Logo em seguida, os garçons do restaurante entraram no ambiente trazendo os nossos pedidos em bandejas de prata. Antes mesmo que eles terminassem de servir os pratos na mesa, Henry retornou do corredor e se acomodou no seu lugar.

— Era o Marks ao telefone — o assistente começou, se ajeitando na cadeira. — Ele estava nos lembrando de que a filial já tinha um evento corporativo programado para este final de semana, e a diretoria quer saber se nós mantemos a data ou se cancelamos tudo.

Adrian desviou a atenção do prato focando em Henry e assumindo a sua habitual postura de liderança.
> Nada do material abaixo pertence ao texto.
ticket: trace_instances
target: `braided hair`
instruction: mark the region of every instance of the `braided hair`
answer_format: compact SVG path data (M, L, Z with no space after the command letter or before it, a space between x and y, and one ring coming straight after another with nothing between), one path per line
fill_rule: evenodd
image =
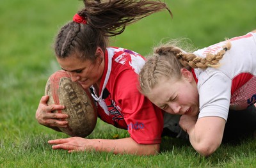
M121 34L125 26L154 13L167 10L164 3L148 0L84 0L77 14L83 23L71 21L60 29L54 45L56 55L65 58L76 54L95 61L98 47L105 50L109 37Z
M179 79L182 77L181 68L191 70L191 68L218 67L220 60L231 48L230 42L227 41L223 47L217 54L209 53L205 57L186 53L170 43L156 48L140 73L140 91L147 96L163 77Z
— Pode manter. Verifique com a organização qual era o objetivo principal do evento e acrescente a nossa apresentação oficial como os novos donos da empresa à pauta.

Henry assentiu, deixando um sorriso discreto surgir no rosto antes de ponderar.

— Eu não acho que o evento original seja algo tão grandioso assim, Ade. Pelo relatório que me passaram, me parece ser algo simples, apenas uma confraternização entre os funcionários internos e alguns parceiros comerciais.

Adrian tomou um gole longo de sua bebida antes de ditar as ordens, o olhar firme.

— Então faça o evento ficar grande, Henry. Quero deixar bem claro para o mercado e para o conselho que a holding Foley agora está à frente de toda a operação. Assim que voltarmos do almoço, faremos o tour oficial pelos andares da empresa. Quero todos os cargos certos e preenchidos até o final do dia. E, a partir de amanhã cedo, nós iremos trabalhar nas mudanças estruturais necessárias dentro daquela filial.

Henry assentiu prontamente, focado.

— Sim, chefe.

O restante do almoço transcorreu de forma tranquila. Não tocamos mais no assunto da Miss Sacramento ou de currículos, o que para mim foi uma vitória absoluta.